Baselitz has continually endorsed the idea of 'construction' in his practice, eschewing 'depiction' or 'representation' for the singular importance of pictorial organisation. For him, the debate between representation or non-representation has become irrelevant, calling it an 'old debate' (G. Baselitz, interview with H. Schwerfel, D. Gretenkort, Georg Baselitz: Collected Writings and Interviews, London, 2010, p. 184). As Baselitz has explained: 'there are people, serious people, who have argued about representation and non-representation and who have persistently linked the two to some notion of progress. To me, that is already decidedly a mistake, because the problem is located somewhere else entirely. The problem is not the object in the picture, but the picture as an object' (Ibid). In his formulation of Strandbild 10 - Night in Tunisia II, Baselitz emphatically displays his painting as an object, rejecting the illusionistic device of perspective in his execution. Condensing the two motifs, whilst paying no heed to scale, Baselitz presents with consummate conviction the flatness of his painting surface.

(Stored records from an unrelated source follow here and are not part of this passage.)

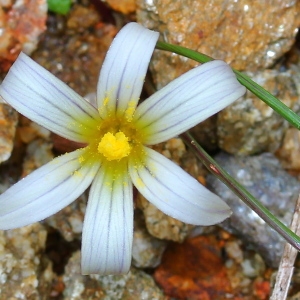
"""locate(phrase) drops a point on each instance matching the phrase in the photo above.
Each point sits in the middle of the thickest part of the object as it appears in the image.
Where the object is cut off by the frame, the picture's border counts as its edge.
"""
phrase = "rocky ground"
(171, 260)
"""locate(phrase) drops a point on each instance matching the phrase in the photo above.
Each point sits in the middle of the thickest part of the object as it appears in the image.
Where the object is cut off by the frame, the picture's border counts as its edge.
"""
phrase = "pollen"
(114, 146)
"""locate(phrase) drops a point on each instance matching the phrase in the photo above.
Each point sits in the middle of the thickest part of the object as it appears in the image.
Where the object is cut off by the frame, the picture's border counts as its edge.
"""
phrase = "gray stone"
(249, 126)
(264, 177)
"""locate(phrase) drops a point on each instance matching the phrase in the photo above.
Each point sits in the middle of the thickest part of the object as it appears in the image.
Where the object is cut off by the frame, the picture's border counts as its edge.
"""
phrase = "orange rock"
(21, 23)
(194, 270)
(124, 6)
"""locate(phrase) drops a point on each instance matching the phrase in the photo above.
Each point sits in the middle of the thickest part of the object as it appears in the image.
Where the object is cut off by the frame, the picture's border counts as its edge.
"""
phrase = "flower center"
(114, 146)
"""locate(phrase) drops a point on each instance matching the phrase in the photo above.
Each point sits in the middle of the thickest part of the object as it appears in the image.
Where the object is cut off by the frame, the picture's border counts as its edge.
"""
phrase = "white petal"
(45, 191)
(176, 193)
(124, 68)
(43, 98)
(187, 101)
(108, 226)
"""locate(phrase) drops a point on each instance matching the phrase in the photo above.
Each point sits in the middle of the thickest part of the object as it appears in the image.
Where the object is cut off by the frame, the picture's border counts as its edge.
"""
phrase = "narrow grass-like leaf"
(241, 192)
(252, 86)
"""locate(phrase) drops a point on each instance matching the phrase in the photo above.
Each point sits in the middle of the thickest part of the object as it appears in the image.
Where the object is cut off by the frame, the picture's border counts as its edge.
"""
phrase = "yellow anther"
(114, 146)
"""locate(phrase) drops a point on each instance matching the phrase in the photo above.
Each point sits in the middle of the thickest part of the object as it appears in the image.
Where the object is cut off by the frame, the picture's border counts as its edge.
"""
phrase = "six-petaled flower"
(118, 134)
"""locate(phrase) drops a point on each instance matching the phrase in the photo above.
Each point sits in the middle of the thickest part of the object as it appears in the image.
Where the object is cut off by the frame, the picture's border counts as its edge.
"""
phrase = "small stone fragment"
(194, 270)
(124, 6)
(21, 24)
(250, 126)
(8, 124)
(24, 275)
(265, 179)
(289, 152)
(247, 35)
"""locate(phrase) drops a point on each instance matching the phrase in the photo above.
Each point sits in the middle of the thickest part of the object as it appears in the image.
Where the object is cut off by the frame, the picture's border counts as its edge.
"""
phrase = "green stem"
(241, 192)
(252, 86)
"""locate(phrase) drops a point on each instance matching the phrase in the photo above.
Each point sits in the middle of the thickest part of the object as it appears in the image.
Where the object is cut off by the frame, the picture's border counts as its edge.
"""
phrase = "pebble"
(24, 274)
(249, 126)
(265, 179)
(247, 35)
(21, 24)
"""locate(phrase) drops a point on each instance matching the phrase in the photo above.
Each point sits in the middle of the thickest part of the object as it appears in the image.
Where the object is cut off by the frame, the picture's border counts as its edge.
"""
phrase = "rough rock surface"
(264, 177)
(250, 126)
(23, 272)
(247, 35)
(21, 24)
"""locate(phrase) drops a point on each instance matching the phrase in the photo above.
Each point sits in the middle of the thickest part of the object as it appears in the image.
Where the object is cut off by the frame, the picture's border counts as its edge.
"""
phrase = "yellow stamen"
(114, 146)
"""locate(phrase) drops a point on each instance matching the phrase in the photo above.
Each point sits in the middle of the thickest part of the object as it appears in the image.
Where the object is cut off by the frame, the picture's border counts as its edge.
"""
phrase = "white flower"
(117, 133)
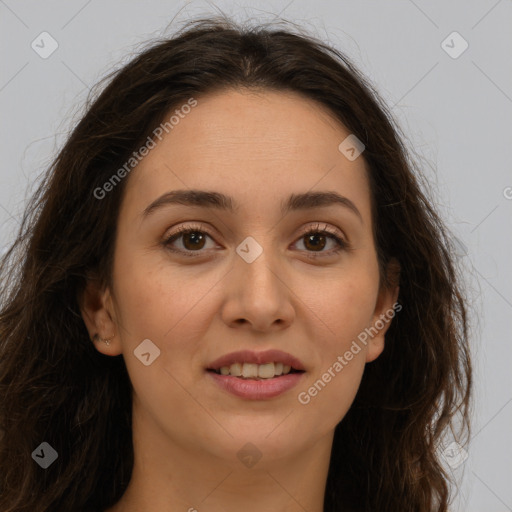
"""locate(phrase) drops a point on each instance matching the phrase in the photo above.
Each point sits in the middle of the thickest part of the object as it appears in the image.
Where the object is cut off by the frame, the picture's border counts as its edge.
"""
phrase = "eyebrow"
(219, 201)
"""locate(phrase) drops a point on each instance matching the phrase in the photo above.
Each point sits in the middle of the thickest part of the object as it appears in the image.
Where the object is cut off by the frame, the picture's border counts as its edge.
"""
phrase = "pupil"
(316, 245)
(196, 237)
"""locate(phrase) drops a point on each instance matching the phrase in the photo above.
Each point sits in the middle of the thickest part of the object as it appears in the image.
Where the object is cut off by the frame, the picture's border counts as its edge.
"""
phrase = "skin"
(257, 147)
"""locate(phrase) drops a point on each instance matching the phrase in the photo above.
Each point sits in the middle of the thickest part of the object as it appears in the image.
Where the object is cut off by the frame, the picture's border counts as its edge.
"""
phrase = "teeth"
(255, 371)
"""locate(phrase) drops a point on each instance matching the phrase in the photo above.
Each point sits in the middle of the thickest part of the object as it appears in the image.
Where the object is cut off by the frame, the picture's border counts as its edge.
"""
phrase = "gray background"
(456, 112)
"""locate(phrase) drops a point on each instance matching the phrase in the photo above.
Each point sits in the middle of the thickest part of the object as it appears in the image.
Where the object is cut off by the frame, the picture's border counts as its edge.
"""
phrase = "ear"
(385, 310)
(96, 307)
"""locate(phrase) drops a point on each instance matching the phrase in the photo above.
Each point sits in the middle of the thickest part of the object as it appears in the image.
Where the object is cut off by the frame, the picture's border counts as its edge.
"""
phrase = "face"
(247, 278)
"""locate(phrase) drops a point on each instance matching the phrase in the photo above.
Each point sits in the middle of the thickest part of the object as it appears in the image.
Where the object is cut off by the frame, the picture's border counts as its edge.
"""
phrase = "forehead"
(253, 146)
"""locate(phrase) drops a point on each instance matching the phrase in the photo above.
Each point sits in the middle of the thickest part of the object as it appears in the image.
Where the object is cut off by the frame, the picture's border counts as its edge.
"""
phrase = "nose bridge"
(258, 262)
(260, 295)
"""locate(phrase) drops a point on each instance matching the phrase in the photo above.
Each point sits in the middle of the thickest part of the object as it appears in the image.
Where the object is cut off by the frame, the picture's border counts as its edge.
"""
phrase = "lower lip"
(257, 389)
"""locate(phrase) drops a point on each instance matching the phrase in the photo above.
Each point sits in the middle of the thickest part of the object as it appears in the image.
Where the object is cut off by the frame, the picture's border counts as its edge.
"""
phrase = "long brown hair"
(57, 388)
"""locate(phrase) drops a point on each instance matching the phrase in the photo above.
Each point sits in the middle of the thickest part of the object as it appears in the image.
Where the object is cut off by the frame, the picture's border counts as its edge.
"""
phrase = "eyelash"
(183, 230)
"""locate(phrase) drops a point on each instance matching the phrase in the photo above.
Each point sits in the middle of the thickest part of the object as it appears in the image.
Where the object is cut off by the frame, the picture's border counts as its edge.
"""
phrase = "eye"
(315, 239)
(193, 239)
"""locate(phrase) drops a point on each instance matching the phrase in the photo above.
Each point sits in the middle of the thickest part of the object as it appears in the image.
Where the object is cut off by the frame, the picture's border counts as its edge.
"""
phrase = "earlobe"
(96, 308)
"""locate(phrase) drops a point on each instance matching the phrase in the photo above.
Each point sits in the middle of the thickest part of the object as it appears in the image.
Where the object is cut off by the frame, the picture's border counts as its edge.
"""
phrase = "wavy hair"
(56, 387)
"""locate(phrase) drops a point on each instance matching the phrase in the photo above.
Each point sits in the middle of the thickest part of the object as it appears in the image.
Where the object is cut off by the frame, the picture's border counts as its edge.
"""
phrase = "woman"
(231, 291)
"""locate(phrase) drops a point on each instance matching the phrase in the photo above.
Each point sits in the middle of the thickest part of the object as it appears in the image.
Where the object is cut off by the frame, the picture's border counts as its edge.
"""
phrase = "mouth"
(251, 365)
(252, 371)
(253, 381)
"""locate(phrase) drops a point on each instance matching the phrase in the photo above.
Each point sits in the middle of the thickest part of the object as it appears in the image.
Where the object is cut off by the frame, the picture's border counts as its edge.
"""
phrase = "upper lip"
(249, 356)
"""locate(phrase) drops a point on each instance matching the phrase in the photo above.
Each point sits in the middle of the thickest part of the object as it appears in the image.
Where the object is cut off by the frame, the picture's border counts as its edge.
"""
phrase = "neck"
(169, 476)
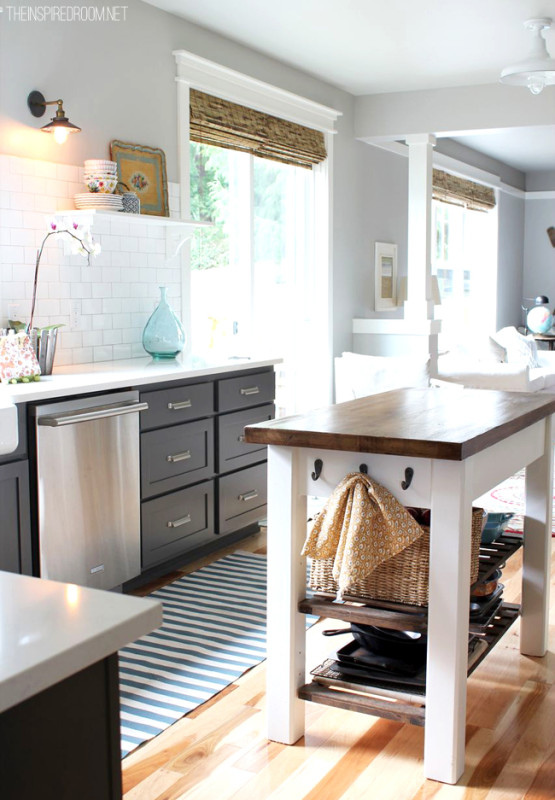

Strandbild 10 - Night in Tunisia II hails from a crucial moment in the artist's maturing career. Having arrived on the international art scene as the father of a new German painting, Junge Wilden, Baselitz was both critically acclaimed and censured for his provocative approach to painting, printing and sculpture. Yet, the artist has continuously rejected any attempt to order, or categorise his works, stating, 'there is [no ideal] todayI was born intoa destroyed landscape, a destroyed people, a destroyed society. And I didn't want to re-establish an order: I'd seen enough of so-called order. I was forced to question everything, to be 'naïve', to start again' (G. Baselitz, interview with D. Kuspit, D. Gretenkort, Georg Baselitz: Collected Writings and Interviews, London, 2010, p. 245). Baselitz transmits his 'naïve' self in Strandbild 10 - Night in Tunisia II, drawing from the primitive tradition of wood carving and his own sculptural investigations, presenting a highly emotive, primordial composition, luminous in its expanse of blue.